Similar experiments were performed in SMS2 siRNA-transfectants. As shown in Figure 6A, the enzyme activity was downregulated in SMS2 siRNA-transfectants. Based on the calculated FCG value of 0.67 (not shown), the enzyme activity was reduced by 49% in SMS2 siRNA-transfectants. For DEVDase, there was an overall 61% increase in the enzyme activity per 100 units of light fluence in both cell types (Table 3). Importantly, DEVDase activity was enhanced by 53% post-PDT in SMS2 siRNA-transfectants compared to their controls (Table 3; Fig. 6B). The data show that, PDT triggered a dose-dependent DEVDase activation in both cell types, and that compared to scrambled siRNA-transfectants the response was promoted in SMS2 siRNA-transfectants.
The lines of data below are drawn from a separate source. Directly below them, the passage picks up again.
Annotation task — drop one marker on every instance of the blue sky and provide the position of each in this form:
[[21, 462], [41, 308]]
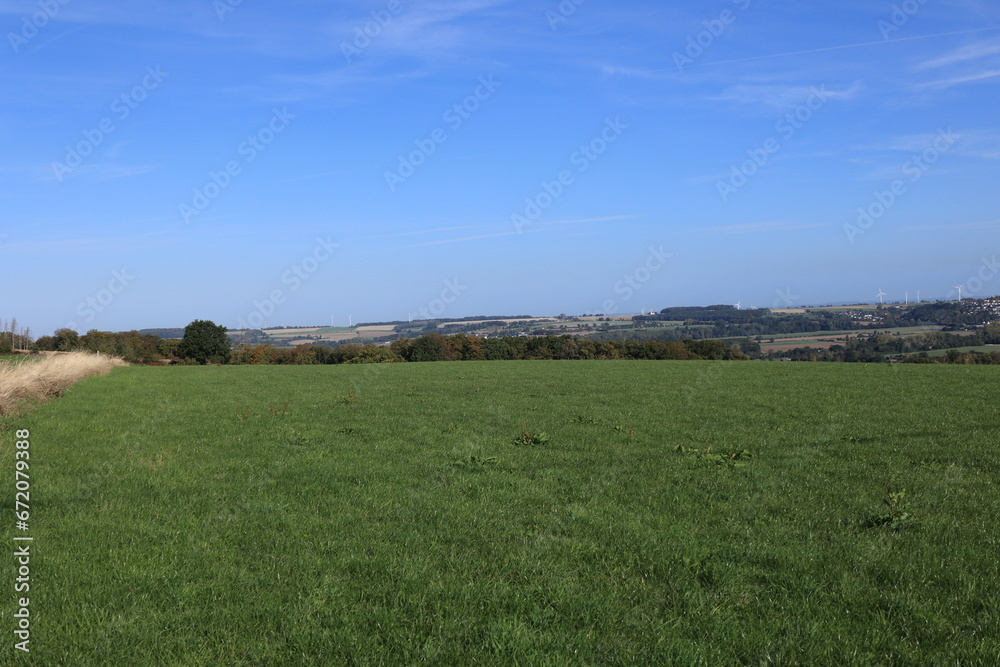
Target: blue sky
[[305, 162]]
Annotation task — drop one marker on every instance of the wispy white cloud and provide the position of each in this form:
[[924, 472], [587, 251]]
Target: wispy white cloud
[[959, 80], [784, 96], [962, 54]]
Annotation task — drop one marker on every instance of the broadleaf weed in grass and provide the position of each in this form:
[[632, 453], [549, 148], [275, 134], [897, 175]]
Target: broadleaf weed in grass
[[896, 515], [527, 438], [476, 463]]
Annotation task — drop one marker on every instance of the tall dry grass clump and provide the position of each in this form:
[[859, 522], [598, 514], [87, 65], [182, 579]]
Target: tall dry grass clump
[[39, 380]]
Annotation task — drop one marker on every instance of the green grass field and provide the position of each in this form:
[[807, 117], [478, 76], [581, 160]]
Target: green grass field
[[383, 515]]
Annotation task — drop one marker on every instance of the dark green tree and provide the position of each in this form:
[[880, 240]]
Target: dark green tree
[[205, 342], [67, 340]]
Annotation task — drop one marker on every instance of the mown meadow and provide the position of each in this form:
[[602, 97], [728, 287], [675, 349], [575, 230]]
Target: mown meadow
[[515, 513]]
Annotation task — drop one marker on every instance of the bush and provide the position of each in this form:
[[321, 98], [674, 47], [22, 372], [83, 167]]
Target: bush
[[205, 342]]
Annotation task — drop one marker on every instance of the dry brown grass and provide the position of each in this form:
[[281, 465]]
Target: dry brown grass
[[41, 379]]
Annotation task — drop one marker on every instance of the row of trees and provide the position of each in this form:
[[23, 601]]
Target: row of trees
[[14, 338], [435, 347], [204, 342]]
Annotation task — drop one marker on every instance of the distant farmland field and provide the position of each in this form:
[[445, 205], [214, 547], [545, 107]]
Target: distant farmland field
[[654, 513]]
(A) SMS is downregulated in SMS2 siRNA-transfectants. Cells were transfected with SMS2- or scrambled siRNA as described in “Material and Methods”. Two days after transfection, cells were collected and seeded in fresh growth medium with or without Pc 4 (200 nM). Following overnight exposure to Pc 4, cells were harvested, and the enzyme activity was determined in cell lysates as described in “Material and Methods”. (B) PDT-triggered activation of DEVDase is promoted in SMS2 siRNA-transfected Jurkat cells. Forty-eight hours after transfection, the cells were treated overnight with Pc 4 (200 nM), irradiated at the indicated light fluences and then incubated for 2 h. After the cells were harvested, DEVDase activity was measured in cell lysates spectrofluorimetrically using DEVD-AMC as the substrate. Three-five independent determinations of the enzyme were performed. The Y-axis shows log2 ratios for the enzyme as a function of both group and dose variable. SCR, scrambled siRNA-transfectants; SMS2, SMS2 siRNA -transfectants.

Discussion

The present study shows for the first time that downregulation of SMS1 is associated with enhanced accumulation of proapoptotic sphingolipids and promotion of apoptosis after PDT. The correlation between PDT, proapoptotic sphingolipids, and apoptosis is further supported by the evidence that all twelve dihydroceramides, ten out of twelve ceramides, and sphingosine showed a dose-dependent increase to PDT. Moreover, the present study indicates that the sphingolipid balance is reset by SMS1 downregulation in favor of the enhanced accumulation of proapoptotic ceramide, dihydroceramide and sphingosine, and the decrease in the antiapoptotic sphingosine-1-phosphate, with concomitant promotion of apoptosis post-PDT. The cellular balance between proapoptotic ceramide and antiapoptotic sphingosine-1-phosphate has been proposed to be critical for the life or death of the cell [25].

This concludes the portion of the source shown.